Ronald K. Wray, II, James D. Brice, and Laura G. Simons, all of Gallivan, White & Boyd, P.A., of Greenville, for Respondents.
We find Martin's lost wages claim unpreserved for review, as the trial court did not rule on whether Martin established a genuine issue of material fact that he was entitled to lost wages damages. See Shirley's Iron Works, Inc. v. City of Union, 397 S.C. 584, 598, 726 S.E.2d 208, 215 (Ct. App. 2010) ("When an issue or argument has been raised to but not ruled upon by the trial court, a party must file a Rule 59(e), SCRCP, motion to preserve the issue for appeal."). At oral argument, counsel conceded that Martin's Rule 59(e), SCRCP, motion was not timely filed with the trial court.

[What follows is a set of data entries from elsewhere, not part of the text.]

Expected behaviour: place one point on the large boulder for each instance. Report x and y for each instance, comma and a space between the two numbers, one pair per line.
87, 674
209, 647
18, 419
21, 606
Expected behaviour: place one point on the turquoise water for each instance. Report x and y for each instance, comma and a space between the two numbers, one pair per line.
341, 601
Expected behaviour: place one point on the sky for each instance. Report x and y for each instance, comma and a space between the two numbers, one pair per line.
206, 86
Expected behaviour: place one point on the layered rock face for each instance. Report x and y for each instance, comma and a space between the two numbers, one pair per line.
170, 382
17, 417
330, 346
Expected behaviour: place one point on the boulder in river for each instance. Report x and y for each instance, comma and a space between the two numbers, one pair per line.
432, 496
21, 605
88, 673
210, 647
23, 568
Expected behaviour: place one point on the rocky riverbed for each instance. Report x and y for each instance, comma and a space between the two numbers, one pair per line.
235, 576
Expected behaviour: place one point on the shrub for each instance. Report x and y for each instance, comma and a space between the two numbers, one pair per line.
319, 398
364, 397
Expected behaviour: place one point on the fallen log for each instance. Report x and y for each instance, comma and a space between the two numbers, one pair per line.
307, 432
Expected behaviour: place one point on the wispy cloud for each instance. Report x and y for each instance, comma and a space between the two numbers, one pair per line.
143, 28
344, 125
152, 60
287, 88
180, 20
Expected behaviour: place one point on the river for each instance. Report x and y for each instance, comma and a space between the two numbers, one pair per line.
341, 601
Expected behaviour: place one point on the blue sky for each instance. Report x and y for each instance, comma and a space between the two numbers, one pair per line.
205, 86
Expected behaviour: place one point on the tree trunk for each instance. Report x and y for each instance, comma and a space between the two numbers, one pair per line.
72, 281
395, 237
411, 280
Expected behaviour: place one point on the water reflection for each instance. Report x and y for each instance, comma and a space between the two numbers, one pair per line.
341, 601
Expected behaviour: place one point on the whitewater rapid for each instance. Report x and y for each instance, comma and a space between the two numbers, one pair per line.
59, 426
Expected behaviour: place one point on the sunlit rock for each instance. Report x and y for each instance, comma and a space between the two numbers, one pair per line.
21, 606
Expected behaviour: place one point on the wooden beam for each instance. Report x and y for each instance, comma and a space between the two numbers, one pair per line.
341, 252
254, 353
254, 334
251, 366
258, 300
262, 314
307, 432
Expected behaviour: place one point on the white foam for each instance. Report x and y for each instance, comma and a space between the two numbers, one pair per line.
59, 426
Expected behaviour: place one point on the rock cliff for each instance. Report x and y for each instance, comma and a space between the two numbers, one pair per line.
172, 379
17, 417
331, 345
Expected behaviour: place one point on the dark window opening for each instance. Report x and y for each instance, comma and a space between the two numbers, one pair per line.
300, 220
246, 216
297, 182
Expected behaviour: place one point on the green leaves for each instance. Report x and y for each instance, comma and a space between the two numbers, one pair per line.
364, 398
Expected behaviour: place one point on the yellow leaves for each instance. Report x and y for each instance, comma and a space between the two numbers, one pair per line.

As to Martin's remaining issue on appeal, we decline to address the merits because the finding that there is no genuine issue of material fact as to whether Norfolk Southern was the proximate cause of Martin's injuries is dispositive. See Young v. Charleston Cnty. Sch. Dist., 397 S.C. 303, 311, 725 S.E.2d 107, 111 (2012) (declining to address additional remaining issues when the disposition of a prior issue was dispositive of the appeal).